This incident was out of Kubu’s jurisdiction but when he received a phone call from Khumanego, he was taken by surprise. Khumanego was a friend from primary school and the two had lost touch. They were a strange pair in school. Kubu was a share-farmer’s son and Khumanego was a Bushman. Khumanego’s parents were part of a small nomadic group that roamed southern Botswana and he was sent to Christian relatives for schooling in the hopes of preparing him for a different future. Khumanego trained Kubu in some of the ways of the Bushman and this instilled a respect for the Bushman in Kubu’s eyes.

Now it seemed that Khumanego was unhappy with the fate of the Bushman and now Bushman were being accused of crimes that they did not commit including the death of two students from Bushman poisoning and the accident that happened to Monzo. Against his superiors better judgment he allowed Kubu to get involved and attempt to assist Khumanego in his quest to prove the Bushmen innocent of the crimes.

Kubu and his wife Joy are the parents of a new baby and Joy is not at all pleased with the idea of Kubu being away from home for any period of time. Joy has her hands full with the baby and although Kubu makes attempts at helping he isn’t doing a whole lot of good since he sleeps through the baby crying at night.

As Kubu begins his investigation, he finds that there seems to be much more going on than just the death of the students and Manzo’s accident. It appears that some kind of treasure hunt is being conducted using some old maps that supposedly lead to treasure that has been long lost. Kubu finds that his trust in his friend might be misplaced and soon Kubu is in danger of losing his own life.

Death of the Mantis is a wonderful story of two boyhood chums now on different paths of life. Kubu is seeking the truth and hoping to stop further deaths. His childhood friend seems to have his own agenda and not one that Kubu approves of.

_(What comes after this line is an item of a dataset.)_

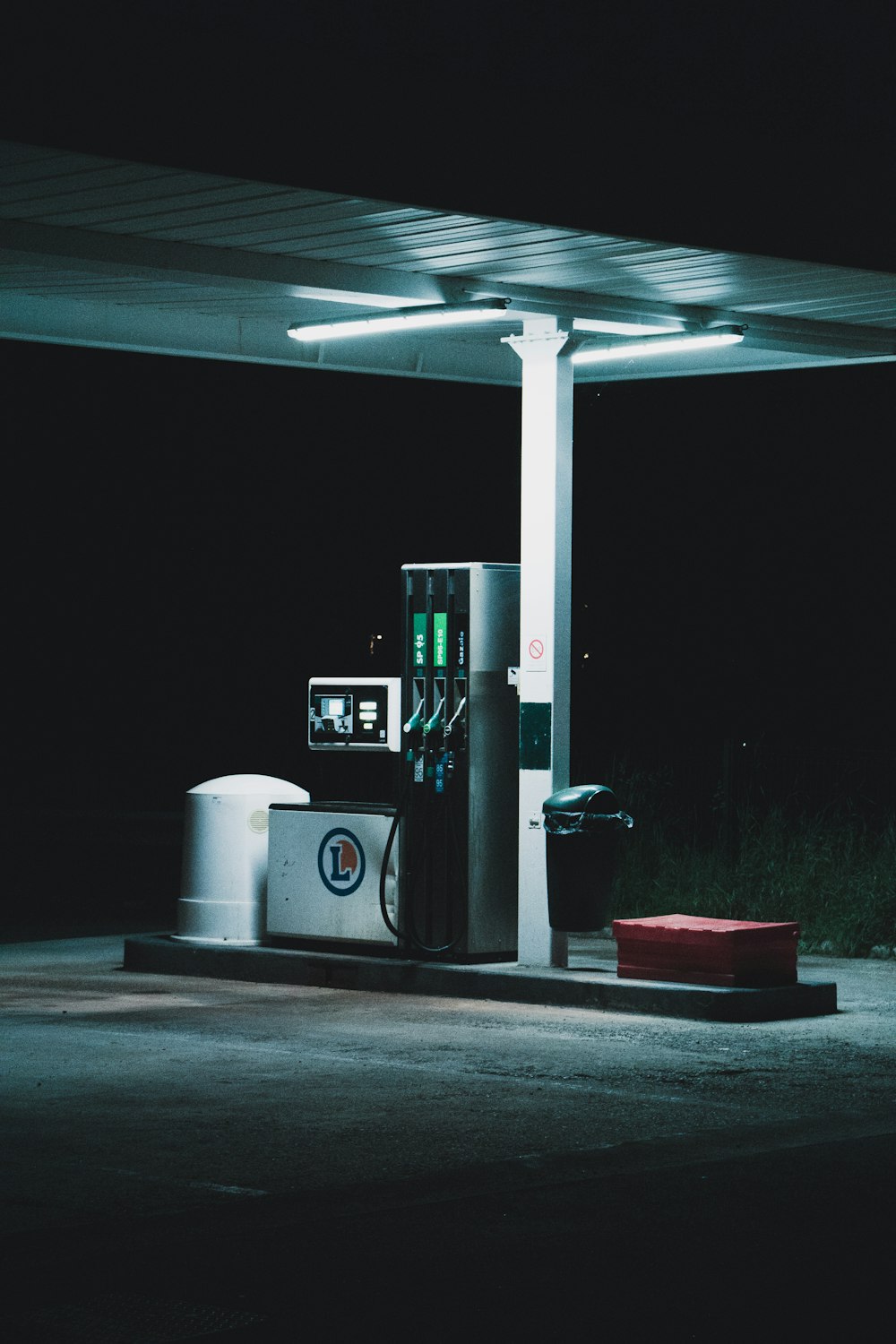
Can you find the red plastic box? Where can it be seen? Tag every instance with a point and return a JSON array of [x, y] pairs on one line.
[[707, 952]]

This series began with “A Carrion Death” followed by “The Second Death of Goodluck Tinubu” and “Death of the Mantis”. Each book can be read as a stand-alone but the reading the entire series is a great experience and the settings in Africa are fascinating.

Michael Sears and Stanley Trollip are the two authors that have created this marvelous series writing under the name Michael Stanley.